Step 3: Define the LLM
Next, you define which LLM the Orchestration Service should use for the prompt_templating module. This involves specifying the model’s name, version, and any specific parameters (like max_tokens or temperature) to control its behavior.
123456
from gen_ai_hub.orchestration.models.llm import LLM
llm = LLM(name="gpt-4o", version="latest", parameters={"max_tokens": 256, "temperature": 0.2})
This code creates an instance of an LLM, for example here it is "gpt-4o". It configures the orchestration service to use the latest version available in generative AI hub.
It also sets parameters like a maximum token limit of 256 for the response and a temperature of 0.2 to control response variability (lower temperature means more deterministic outputs). This setup defines the generative AI engine for your orchestrated task.
Step 4: Create the Orchestration Configuration
The OrchestrationConfig object combines your defined template and LLM (and optionally, other modules like grounding, filtering, masking, translation) into a single, executable configuration for your workflow.
12345678
from gen_ai_hub.orchestration.models.config import OrchestrationConfig
config = OrchestrationConfig(
template=template,
llm=llm,
)
This code initializes an instance of OrchestrationConfig using the template and LLM variables defined in the previous steps. This configuration object encapsulates the entire design of your specific orchestrated AI workflow, ensuring the system uses the specified template and language model parameters when executed.
Step 5: Run the Orchestration Request
Finally, you execute your defined orchestration workflow by calling the run method of the OrchestrationService client. You pass any dynamic template_values required by your template’s placeholders.
123456789101112
# Instantiate the OrchestrationService with your API URL and defined config
orchestration_service = OrchestrationService(api_url=YOUR_API_URL, config=config)
# Run the orchestration, providing values for the template placeholders
result = orchestration_service.run(template_values=[
TemplateValue(name="text", value="The Orchestration Service is working!")
])
# Print the content of the LLM's response
print(result.orchestration_result.choices[0].message.content)
This code first initializes the OrchestrationService client with your deployed endpoint URL and the configured workflow. It then executes the orchestrated task by calling run(), supplying the text "The Orchestration Service is working!" for the {{?text}} placeholder in your template. The result’s content (the translated text in German, based on the defaults from the template) is then printed, demonstrating a successful programmatic interaction with the Orchestration Service.
Extending the Orchestration Configuration with Additional Modules
The example above demonstrated a simple translation using prompt_templating and LLM. However, the real power of the Orchestration Service lies in its ability to chain multiple modules.
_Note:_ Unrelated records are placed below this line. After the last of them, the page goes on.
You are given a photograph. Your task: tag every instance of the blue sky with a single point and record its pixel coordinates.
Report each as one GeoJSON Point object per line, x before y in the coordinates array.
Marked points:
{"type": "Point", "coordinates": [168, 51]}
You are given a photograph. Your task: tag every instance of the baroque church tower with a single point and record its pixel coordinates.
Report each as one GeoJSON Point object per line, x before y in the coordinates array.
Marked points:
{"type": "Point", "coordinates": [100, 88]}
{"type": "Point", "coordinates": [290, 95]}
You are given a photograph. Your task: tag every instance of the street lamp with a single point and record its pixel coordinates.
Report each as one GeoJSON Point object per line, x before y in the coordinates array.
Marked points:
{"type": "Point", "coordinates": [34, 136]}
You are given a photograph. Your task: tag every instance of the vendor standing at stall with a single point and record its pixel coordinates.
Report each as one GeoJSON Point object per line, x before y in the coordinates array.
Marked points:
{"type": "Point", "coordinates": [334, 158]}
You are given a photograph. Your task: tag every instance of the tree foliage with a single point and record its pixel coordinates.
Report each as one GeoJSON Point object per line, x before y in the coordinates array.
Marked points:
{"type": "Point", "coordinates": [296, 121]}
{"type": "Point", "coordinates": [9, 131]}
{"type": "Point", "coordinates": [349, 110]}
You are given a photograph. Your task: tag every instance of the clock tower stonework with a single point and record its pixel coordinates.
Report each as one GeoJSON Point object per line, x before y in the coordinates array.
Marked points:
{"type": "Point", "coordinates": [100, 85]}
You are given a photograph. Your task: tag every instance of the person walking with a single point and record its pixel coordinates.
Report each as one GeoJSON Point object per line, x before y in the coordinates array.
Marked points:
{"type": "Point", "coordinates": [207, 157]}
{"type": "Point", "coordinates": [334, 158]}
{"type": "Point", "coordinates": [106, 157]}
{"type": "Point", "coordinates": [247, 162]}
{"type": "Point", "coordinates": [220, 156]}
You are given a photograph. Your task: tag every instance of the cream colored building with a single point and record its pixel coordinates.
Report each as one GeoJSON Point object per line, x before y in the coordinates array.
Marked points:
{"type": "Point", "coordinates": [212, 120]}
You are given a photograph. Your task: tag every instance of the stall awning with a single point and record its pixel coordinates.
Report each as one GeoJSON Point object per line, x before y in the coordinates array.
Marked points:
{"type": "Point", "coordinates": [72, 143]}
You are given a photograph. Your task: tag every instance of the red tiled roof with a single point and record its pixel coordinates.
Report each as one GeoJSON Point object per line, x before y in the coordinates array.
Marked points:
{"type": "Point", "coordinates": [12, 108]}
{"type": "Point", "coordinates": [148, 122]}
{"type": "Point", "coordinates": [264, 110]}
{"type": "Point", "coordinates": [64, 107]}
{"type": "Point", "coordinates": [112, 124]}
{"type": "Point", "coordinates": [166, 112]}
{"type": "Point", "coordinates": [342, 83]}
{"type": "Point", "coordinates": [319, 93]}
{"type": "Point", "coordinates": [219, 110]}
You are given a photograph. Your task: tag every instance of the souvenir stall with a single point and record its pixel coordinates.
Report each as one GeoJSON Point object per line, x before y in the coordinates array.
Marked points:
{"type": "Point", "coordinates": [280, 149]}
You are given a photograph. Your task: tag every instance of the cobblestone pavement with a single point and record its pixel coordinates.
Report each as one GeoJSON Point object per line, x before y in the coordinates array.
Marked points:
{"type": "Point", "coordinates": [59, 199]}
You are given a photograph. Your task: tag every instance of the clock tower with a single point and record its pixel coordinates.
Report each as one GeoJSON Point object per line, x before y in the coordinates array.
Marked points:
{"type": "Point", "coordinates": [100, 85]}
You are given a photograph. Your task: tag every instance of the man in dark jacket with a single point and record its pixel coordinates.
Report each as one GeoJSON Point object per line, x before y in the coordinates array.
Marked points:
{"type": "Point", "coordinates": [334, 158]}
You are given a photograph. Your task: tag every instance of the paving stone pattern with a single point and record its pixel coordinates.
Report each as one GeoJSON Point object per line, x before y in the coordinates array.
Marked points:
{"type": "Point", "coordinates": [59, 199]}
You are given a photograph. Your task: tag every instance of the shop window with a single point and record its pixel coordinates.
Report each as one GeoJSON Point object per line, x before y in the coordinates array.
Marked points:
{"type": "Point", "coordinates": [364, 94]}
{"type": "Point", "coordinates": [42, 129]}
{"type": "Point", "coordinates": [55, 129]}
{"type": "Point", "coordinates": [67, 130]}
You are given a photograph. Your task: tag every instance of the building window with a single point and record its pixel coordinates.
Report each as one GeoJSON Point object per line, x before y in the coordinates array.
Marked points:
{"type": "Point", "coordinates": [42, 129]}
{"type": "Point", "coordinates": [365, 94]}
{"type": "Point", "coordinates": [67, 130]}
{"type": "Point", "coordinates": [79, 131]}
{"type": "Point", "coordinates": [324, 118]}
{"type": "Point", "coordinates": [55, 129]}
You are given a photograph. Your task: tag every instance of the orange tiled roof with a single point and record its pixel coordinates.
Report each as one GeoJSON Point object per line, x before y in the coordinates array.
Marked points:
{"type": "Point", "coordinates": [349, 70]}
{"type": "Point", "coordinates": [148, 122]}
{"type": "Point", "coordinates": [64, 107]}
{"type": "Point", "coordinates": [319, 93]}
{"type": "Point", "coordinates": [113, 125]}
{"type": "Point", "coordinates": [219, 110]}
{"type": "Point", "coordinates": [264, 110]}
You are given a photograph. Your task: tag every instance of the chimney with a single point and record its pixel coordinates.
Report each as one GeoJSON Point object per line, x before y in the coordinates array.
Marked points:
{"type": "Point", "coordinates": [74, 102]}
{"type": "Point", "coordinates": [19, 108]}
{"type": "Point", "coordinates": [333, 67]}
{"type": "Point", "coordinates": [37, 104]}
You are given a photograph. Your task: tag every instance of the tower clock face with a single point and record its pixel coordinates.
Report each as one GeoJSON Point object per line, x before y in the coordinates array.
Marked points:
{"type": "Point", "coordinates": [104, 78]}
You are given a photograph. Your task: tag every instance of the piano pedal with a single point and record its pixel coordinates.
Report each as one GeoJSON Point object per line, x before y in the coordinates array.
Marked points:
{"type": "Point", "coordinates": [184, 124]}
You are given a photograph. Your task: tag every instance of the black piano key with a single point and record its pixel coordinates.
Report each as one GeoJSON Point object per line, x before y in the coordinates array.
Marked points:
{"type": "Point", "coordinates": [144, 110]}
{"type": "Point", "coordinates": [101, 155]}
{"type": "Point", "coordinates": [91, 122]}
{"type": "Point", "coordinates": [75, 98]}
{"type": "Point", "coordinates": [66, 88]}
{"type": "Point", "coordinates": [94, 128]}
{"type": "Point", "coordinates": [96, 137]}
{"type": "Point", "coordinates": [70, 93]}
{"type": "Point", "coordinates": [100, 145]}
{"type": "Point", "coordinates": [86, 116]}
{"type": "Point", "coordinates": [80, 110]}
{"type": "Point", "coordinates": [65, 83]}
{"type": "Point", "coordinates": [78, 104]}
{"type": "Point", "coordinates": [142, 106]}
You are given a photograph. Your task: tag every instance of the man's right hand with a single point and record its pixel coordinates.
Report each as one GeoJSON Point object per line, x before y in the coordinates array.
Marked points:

You can further extend your OrchestrationConfig to include:
- grounding: To inject real-time, factual data from your enterprise sources.
- filtering: For input and output content safety checks.
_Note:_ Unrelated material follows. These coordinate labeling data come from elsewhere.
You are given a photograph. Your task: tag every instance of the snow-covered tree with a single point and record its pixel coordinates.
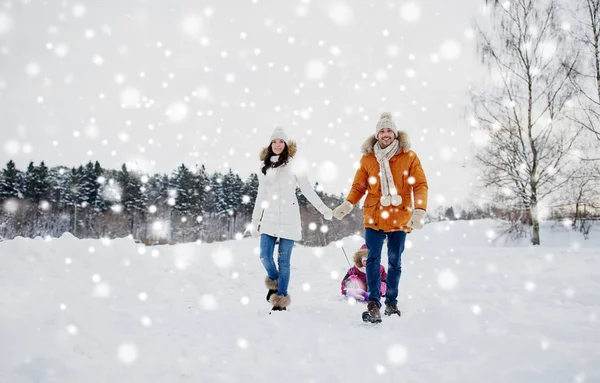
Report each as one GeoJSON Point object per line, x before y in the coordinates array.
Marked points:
{"type": "Point", "coordinates": [133, 199]}
{"type": "Point", "coordinates": [37, 183]}
{"type": "Point", "coordinates": [10, 182]}
{"type": "Point", "coordinates": [520, 117]}
{"type": "Point", "coordinates": [586, 32]}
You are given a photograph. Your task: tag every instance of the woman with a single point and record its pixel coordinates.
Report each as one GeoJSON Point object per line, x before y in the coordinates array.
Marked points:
{"type": "Point", "coordinates": [277, 215]}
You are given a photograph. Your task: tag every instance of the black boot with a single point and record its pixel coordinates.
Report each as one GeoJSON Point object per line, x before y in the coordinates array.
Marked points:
{"type": "Point", "coordinates": [269, 293]}
{"type": "Point", "coordinates": [271, 285]}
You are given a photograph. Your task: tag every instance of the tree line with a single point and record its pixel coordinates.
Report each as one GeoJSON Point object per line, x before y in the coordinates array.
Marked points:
{"type": "Point", "coordinates": [536, 120]}
{"type": "Point", "coordinates": [187, 205]}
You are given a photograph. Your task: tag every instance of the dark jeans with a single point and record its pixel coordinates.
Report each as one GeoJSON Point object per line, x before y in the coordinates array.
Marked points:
{"type": "Point", "coordinates": [374, 240]}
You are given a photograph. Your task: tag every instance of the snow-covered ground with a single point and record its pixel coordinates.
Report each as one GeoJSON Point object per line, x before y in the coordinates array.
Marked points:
{"type": "Point", "coordinates": [115, 311]}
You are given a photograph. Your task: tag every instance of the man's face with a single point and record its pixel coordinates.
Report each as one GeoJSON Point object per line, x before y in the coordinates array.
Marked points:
{"type": "Point", "coordinates": [385, 137]}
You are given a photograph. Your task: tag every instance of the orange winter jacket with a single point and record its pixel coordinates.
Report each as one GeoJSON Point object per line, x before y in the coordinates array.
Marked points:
{"type": "Point", "coordinates": [409, 178]}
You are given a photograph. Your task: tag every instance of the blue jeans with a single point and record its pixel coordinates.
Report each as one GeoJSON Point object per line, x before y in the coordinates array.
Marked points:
{"type": "Point", "coordinates": [374, 240]}
{"type": "Point", "coordinates": [280, 274]}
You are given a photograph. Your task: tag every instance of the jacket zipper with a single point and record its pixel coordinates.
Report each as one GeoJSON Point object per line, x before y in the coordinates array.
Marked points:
{"type": "Point", "coordinates": [260, 220]}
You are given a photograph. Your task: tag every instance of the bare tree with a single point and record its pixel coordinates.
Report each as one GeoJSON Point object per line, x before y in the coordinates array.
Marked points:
{"type": "Point", "coordinates": [521, 115]}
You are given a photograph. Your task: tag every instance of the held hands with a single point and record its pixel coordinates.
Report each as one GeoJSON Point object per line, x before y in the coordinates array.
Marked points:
{"type": "Point", "coordinates": [417, 220]}
{"type": "Point", "coordinates": [342, 210]}
{"type": "Point", "coordinates": [253, 229]}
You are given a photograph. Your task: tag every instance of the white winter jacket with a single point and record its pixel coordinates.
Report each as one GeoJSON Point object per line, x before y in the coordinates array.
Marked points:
{"type": "Point", "coordinates": [276, 211]}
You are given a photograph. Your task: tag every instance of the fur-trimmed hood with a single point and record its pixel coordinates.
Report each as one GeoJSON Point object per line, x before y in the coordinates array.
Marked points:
{"type": "Point", "coordinates": [403, 141]}
{"type": "Point", "coordinates": [358, 255]}
{"type": "Point", "coordinates": [292, 148]}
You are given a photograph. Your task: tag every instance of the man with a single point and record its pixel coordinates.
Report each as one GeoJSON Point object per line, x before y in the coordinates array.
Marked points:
{"type": "Point", "coordinates": [389, 173]}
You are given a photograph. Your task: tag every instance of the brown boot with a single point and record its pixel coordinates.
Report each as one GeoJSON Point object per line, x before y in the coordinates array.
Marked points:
{"type": "Point", "coordinates": [372, 314]}
{"type": "Point", "coordinates": [391, 310]}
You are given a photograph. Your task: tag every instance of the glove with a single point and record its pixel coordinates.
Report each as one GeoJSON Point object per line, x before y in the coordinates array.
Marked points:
{"type": "Point", "coordinates": [327, 213]}
{"type": "Point", "coordinates": [342, 210]}
{"type": "Point", "coordinates": [417, 220]}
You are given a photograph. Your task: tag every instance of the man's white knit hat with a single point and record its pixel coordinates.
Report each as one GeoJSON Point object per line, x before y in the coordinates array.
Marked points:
{"type": "Point", "coordinates": [385, 121]}
{"type": "Point", "coordinates": [279, 133]}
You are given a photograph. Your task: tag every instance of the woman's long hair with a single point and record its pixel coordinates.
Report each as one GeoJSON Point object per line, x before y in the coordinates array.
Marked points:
{"type": "Point", "coordinates": [283, 158]}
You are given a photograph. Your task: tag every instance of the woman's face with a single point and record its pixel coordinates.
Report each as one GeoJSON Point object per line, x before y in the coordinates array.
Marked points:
{"type": "Point", "coordinates": [277, 145]}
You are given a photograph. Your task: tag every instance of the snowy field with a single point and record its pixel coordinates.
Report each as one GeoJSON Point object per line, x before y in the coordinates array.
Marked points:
{"type": "Point", "coordinates": [115, 311]}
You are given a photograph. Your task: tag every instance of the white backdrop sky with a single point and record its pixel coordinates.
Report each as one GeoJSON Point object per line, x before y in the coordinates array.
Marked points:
{"type": "Point", "coordinates": [157, 83]}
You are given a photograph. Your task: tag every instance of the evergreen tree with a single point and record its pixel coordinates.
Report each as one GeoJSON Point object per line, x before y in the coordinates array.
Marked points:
{"type": "Point", "coordinates": [157, 191]}
{"type": "Point", "coordinates": [233, 188]}
{"type": "Point", "coordinates": [132, 197]}
{"type": "Point", "coordinates": [250, 192]}
{"type": "Point", "coordinates": [90, 187]}
{"type": "Point", "coordinates": [183, 182]}
{"type": "Point", "coordinates": [217, 204]}
{"type": "Point", "coordinates": [202, 188]}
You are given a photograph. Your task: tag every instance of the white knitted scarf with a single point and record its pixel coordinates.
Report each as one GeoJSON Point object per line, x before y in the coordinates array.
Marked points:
{"type": "Point", "coordinates": [389, 194]}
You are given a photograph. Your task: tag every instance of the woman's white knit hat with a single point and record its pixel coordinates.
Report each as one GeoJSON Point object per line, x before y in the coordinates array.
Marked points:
{"type": "Point", "coordinates": [279, 133]}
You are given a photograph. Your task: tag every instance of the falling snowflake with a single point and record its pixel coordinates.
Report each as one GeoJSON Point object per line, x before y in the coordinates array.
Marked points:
{"type": "Point", "coordinates": [127, 353]}
{"type": "Point", "coordinates": [397, 354]}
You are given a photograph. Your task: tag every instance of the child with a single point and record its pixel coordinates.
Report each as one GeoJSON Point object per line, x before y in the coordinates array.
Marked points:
{"type": "Point", "coordinates": [354, 283]}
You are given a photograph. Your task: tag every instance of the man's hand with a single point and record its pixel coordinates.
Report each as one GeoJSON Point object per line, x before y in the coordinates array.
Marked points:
{"type": "Point", "coordinates": [343, 210]}
{"type": "Point", "coordinates": [417, 220]}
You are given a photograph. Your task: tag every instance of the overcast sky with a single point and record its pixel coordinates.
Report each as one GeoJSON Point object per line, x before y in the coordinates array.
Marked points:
{"type": "Point", "coordinates": [159, 83]}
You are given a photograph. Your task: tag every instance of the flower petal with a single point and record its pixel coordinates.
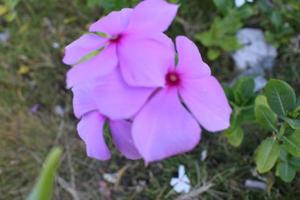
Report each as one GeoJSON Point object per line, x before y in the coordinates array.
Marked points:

- masking: To protect sensitive data like PII.
- translation: To handle multilingual inputs and outputs.
You can use modules for content filtering and other tasks. Obtain Optional Modules for details and the latest orchestration configurations.
Lesson Summary
You have successfully learned how to use the SAP Cloud SDK for AI (Python) to programmatically interact with the Orchestration Service. You’ve walked through the steps of initializing the service client, defining prompt templates and LLM parameters, creating a comprehensive orchestration configuration, and executing a workflow. This programmatic control is vital for integrating advanced Generative AI capabilities seamlessly into your enterprise applications, enabling you to build scalable, automated, and feature-rich solutions that leverage the full power of SAP’s generative AI hub.